あっという間に半年が過ぎ、エッケフォルド副伯は帝都に出立することになった。彼女は最後に少しでも話をしたいと思って彼に近づいた。すると彼は、覚めた目で彼女を迎えた。
「お会いするのもこれが最後だろうから、忠告しておこう。自分の知識に自信がおありのようだが、それが相手に好ましく映るのか、省みた方がよかろう」
彼はそう言い放つと、彼女の返事を待たずに背を向けて、そのまま去っていった。
自分が人にはどう見えているのか。今まで考えたこともなかった視点を得たことは収穫だったが、それはこれまでの自分の全否定につながった。自分はなんと小ざかしい小娘だったのか。改めてエッケフォルド副伯の様子を思い出してみると、彼はカレナーティアとの会話を全く楽しんでいなかった。作り笑いを顔に貼り付けて、彼女の話に煩わしげに相づちをうっているだけだった。自分の振る舞いを思い出すと、今でも顔が火を噴くように熱くなる。
そして、カレナーティアは沈黙した。勉学は今でも続けているが、自分から知性をひけらかすような真似はしない。
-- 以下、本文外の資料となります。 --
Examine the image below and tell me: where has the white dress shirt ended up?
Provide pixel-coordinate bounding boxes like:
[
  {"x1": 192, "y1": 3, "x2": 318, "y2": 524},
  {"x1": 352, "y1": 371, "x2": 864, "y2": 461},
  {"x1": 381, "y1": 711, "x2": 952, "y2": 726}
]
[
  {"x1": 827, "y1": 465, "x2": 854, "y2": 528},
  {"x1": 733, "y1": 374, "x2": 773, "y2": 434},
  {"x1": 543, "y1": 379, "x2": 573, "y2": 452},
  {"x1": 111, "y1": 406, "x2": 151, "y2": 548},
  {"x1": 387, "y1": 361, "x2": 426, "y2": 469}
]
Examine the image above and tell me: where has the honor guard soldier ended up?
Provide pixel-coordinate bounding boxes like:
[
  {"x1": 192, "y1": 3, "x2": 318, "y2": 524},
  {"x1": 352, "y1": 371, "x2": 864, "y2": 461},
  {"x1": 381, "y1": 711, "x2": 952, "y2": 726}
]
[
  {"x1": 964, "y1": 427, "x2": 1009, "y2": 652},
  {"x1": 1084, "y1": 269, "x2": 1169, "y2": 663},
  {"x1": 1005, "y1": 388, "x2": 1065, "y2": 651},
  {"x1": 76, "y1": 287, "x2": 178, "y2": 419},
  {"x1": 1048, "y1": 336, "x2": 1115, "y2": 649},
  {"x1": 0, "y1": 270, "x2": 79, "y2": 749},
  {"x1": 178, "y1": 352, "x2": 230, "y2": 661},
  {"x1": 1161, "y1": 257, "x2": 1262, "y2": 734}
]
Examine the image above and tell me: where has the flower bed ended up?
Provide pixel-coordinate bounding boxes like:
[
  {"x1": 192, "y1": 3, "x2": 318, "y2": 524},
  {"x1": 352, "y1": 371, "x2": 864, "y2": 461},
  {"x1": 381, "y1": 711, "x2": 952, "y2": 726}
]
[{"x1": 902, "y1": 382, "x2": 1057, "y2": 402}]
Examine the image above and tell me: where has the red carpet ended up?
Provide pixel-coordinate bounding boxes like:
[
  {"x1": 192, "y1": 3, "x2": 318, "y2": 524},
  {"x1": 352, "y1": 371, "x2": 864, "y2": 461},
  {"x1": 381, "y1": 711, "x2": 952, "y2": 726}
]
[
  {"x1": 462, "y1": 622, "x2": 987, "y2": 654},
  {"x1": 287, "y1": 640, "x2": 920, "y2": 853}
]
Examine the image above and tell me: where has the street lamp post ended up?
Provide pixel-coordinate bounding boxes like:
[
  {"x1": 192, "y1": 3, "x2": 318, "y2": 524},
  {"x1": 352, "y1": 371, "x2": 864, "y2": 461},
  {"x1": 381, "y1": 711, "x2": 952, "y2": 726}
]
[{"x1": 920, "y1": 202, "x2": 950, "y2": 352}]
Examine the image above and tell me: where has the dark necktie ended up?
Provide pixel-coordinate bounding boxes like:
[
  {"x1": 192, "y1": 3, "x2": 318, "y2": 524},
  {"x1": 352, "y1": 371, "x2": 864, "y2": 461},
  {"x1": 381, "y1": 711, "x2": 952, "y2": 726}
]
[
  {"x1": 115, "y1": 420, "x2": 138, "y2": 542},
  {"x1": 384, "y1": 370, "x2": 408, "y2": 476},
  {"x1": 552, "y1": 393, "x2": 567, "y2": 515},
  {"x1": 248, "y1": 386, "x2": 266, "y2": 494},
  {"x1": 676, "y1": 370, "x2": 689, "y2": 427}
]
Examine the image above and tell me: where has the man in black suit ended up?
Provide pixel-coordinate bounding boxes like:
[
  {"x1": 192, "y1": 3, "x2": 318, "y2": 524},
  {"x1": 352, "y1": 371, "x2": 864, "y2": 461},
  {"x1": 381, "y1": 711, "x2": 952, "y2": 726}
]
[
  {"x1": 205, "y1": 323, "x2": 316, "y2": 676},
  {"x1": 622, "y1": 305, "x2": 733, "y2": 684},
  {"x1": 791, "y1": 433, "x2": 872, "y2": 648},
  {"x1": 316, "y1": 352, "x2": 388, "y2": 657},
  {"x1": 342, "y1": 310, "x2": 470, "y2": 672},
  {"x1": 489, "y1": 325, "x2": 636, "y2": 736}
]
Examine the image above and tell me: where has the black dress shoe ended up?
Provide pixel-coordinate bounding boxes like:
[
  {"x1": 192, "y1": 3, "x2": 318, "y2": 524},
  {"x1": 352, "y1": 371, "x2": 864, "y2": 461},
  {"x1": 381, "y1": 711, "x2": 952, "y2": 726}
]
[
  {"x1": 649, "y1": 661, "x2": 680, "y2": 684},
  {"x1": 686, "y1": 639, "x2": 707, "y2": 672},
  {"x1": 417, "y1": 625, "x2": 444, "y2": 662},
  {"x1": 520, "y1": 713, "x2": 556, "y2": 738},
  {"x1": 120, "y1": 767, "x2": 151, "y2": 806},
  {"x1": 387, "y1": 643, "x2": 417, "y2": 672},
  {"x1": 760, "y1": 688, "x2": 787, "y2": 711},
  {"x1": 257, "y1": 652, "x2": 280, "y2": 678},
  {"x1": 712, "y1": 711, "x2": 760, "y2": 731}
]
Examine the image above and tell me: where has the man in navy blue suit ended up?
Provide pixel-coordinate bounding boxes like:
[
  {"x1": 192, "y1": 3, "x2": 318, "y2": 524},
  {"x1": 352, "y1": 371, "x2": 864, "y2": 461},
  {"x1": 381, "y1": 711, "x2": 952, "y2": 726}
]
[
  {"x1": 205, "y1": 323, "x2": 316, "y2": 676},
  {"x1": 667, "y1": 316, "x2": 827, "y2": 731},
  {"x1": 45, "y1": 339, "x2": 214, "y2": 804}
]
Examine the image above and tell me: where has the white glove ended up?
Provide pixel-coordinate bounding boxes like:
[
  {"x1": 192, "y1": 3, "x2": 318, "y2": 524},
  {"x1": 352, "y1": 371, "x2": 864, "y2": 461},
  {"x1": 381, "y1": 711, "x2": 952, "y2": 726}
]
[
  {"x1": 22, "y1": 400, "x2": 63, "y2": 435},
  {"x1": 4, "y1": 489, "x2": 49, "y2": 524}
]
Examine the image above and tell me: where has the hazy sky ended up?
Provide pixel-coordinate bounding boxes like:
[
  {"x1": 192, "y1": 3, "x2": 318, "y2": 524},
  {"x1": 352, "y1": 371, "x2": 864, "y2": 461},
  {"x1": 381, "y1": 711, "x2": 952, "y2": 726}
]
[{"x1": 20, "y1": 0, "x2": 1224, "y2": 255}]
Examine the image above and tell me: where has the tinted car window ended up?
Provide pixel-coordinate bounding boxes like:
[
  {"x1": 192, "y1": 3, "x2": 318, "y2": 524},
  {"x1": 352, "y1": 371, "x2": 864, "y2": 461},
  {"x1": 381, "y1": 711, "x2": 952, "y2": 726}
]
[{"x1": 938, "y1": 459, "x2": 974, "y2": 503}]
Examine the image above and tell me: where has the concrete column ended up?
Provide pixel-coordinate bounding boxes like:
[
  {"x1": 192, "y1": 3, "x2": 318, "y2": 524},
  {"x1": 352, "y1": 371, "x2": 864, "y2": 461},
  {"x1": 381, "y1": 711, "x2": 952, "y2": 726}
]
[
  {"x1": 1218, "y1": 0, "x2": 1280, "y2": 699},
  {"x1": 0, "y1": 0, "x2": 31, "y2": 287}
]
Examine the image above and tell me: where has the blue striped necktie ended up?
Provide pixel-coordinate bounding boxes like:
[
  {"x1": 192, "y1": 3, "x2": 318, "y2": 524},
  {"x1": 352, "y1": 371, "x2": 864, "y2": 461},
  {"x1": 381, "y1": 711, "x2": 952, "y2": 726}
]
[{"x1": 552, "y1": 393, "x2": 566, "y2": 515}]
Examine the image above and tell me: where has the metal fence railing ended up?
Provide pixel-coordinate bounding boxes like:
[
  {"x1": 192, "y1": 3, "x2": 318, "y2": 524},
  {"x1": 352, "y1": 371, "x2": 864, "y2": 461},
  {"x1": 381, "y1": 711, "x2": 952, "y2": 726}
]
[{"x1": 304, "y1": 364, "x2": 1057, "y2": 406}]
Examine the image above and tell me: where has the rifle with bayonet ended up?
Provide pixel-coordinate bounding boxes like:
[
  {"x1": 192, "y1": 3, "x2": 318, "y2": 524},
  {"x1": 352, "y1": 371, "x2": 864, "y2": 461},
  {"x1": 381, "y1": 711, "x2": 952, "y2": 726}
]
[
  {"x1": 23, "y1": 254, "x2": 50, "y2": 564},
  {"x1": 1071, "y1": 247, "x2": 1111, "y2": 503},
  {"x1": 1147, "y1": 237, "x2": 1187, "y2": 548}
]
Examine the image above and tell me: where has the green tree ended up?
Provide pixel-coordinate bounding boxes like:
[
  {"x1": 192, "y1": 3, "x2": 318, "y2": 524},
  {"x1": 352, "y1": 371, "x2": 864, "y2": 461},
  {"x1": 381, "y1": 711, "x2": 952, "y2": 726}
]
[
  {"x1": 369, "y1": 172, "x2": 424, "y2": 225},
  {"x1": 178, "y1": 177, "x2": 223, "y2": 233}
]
求められた場合のみ、最小限の言葉で答えることを心掛けている。
「な、何よ! そのエッケフォルド副伯とやらを連れてきなさい! 許せない!」
ポールメリィが顔を真っ赤にして叫んだ。テレテニアが、面倒くさそうな顔でポールメリィの両肩を押さえて椅子に座らせた。
「で、エッケフォルド副伯は体格が良かったの? 筋肉は?」と言うメレレーンに、「そこじゃないでしょ」とテレテニアが突っ込む。
「つまり、そのつまらない男のせいということ? 馬鹿馬鹿しい!」
ポールメリィはまだ興奮が収まらない。カレナーティアも馬鹿馬鹿しいと思う。だが、心がボキッと折れてしまったのだ。自分の小ざかしさが嫌でたまらなくなってしまったのだ。
「どちらかと結婚するか、どちらとも結婚せずに生きるのかを親任せにしていていいの?」と、テレテニアはおっとりした口調で聞いた。
そうは言うが、ここに居る3人の既婚者は親が命じるままに、顔も知らない相手と結婚したのだ。婚礼の儀式の日に初めて相手と会って、「まあこんなものか」と自分の人生を受け入れた。筋肉量など多少の不満はあれど、それなりの人生を生きている。だが、心の隅に、ほんのわずかだけ、違う生き方や違う相手があったのではないか、という思いが残っている。3人は、その小さな何かをカレナーティアに勝手に託そうとしているのだ。
突然、メレレーンが両手のひらをパンと打ち鳴らした。